私は彼の言葉が嘘で無いと瞬時に判断できた。なぜなら彼は単純かつどうしようもない純粋だからだ。だから今の状況は理解できた。

「キラークイーン。」

バキンッ?

突然私に向かって飛んできた鈍器をキラークイーンが粉々に粉微塵にした。

「容易い。こんな事如きで私に傷をつけられると思ったか?フン…。」

「いや、違うんだなぁ〜それが…」

「ハハハ…いや、ハッタリだね。」

一安心しきっていた私は油断をしていた。油断は大敵…この日初めて思い知る。

ガコンッ!!

「ぬぉ!?」

まさか、花瓶が私の頭部を直撃するとは…よりによって私が油断している時に…。

「な?言ったろ?」

「うぐぐぐぐ…。有伍…貴様…。」

強打した頭部を抑え、私は膝をついてしまった。これほど屈辱的なことはない。見下した者の前で私も同じことをしていることに気づいたからだ。

「もういい!!来るならこい!!私は今からサンジェルマンのサンドイッチを買いに行く事にした。」

「ぁ、うん。いってらっしゃい。」

この野郎…。どこまで私をコケにしたら気が済むんだ?これでは私の面子が崩れてしまう。ここは私の誇りにかけて…

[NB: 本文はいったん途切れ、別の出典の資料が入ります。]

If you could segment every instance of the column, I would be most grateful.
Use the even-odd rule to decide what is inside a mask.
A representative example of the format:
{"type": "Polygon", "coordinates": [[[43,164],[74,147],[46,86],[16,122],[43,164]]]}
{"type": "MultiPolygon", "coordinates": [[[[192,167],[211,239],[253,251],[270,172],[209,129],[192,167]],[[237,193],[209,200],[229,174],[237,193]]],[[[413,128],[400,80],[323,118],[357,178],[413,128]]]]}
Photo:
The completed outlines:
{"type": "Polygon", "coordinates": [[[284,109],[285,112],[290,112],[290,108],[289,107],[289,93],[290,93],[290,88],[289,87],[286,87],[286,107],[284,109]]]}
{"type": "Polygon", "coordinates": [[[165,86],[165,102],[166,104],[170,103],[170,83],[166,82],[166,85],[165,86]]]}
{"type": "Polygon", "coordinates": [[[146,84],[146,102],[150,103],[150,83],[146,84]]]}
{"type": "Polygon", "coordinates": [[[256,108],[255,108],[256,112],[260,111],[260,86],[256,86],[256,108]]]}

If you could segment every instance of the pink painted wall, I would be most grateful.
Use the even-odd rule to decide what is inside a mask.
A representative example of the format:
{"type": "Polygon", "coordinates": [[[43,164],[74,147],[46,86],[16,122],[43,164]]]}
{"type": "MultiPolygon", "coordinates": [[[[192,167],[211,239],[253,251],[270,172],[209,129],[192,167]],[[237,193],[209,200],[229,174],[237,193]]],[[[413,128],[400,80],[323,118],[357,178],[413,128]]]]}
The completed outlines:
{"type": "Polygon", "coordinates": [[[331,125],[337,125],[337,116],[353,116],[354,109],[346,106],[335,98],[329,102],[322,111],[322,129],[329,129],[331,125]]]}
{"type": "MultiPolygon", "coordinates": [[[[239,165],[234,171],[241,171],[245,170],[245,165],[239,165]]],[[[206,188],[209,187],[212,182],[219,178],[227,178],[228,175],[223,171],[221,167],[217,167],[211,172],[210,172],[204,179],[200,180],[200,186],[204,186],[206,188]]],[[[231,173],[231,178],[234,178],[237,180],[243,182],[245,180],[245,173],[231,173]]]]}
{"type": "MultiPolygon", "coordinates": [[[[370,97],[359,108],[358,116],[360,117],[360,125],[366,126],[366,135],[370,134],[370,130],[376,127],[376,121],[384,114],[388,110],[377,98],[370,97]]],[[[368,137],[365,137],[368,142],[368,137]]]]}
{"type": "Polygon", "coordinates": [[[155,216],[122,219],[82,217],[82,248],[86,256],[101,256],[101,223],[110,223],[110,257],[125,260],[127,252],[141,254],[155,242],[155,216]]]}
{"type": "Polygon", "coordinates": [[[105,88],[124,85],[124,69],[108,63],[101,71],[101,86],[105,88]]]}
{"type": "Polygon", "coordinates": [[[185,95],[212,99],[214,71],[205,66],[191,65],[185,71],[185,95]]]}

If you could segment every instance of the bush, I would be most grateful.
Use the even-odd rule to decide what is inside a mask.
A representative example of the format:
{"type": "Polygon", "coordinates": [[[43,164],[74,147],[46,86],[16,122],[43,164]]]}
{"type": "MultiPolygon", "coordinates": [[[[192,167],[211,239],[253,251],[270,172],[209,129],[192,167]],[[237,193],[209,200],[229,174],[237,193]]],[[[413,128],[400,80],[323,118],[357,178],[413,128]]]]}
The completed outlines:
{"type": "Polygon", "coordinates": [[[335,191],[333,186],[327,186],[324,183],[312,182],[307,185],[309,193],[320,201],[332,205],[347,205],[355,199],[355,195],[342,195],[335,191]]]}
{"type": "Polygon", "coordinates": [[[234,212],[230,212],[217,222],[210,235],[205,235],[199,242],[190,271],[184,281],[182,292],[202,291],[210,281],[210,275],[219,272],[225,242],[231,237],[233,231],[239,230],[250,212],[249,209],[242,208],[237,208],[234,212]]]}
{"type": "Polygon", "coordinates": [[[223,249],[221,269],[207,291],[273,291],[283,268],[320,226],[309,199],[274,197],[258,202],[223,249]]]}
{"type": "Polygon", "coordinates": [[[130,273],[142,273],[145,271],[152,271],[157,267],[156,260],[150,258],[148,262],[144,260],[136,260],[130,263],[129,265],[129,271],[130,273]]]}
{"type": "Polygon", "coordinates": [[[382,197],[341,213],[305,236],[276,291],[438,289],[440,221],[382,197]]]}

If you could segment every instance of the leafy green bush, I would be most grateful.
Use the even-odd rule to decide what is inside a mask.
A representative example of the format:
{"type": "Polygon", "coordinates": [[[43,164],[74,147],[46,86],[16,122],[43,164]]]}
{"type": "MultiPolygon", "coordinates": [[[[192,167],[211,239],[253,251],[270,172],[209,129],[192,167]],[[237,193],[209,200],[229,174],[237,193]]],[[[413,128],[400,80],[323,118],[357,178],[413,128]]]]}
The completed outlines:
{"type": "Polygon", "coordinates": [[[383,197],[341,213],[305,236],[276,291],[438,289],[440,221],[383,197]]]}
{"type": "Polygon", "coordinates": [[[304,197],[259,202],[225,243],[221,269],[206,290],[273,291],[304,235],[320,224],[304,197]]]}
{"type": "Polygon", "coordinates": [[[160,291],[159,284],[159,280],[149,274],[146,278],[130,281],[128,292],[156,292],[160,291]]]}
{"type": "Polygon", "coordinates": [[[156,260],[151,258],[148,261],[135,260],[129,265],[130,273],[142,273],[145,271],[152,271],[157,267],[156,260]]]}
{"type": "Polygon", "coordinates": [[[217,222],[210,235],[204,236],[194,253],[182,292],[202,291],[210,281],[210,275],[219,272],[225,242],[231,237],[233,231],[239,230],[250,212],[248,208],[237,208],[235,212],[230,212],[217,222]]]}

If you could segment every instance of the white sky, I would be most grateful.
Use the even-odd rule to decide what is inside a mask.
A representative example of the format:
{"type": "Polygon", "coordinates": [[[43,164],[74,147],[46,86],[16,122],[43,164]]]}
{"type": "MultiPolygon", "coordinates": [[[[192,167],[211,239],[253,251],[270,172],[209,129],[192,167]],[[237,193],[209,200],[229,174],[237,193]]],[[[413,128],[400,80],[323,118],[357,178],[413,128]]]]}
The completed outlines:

「いや、お前もこい。お前は私の下部だ。私のいいなりになってもらうぞ。」

「ぇ!?えー!!な、なんでだよぉ〜!!そのくらい一人で行けよぉ〜。」

「ゴチャゴチャ言わずについてこい。それともあれか?下部辞めますとか言うんじゃないだろうな?」

「…。仕方ねぇ。いくしかねぇのか。」

最初からそうすればいいものを…。
こいつにはプライドというものが無くて助かる。あればあるほど面倒になるだけだ。特に、バカでなおかつ頑固な奴は私が最も嫌う性格だ。理解力の欠片もない。だから嫌なのだ。
騒がしい奴なら黙らせれば済む話だが、そういう奴はまったく耳を傾けようとしない…。私の平穏な生活において邪魔な存在だ。

「フン…。」

「そんなふくれっ面になるなよぉ〜吉影様〜。」

はぁ…。腹が立つな。こいつの口調に対しては毎度毎度、私の気に障る。どうにかならないものか?空気を読むことはできないのか?それともただのバカなのか?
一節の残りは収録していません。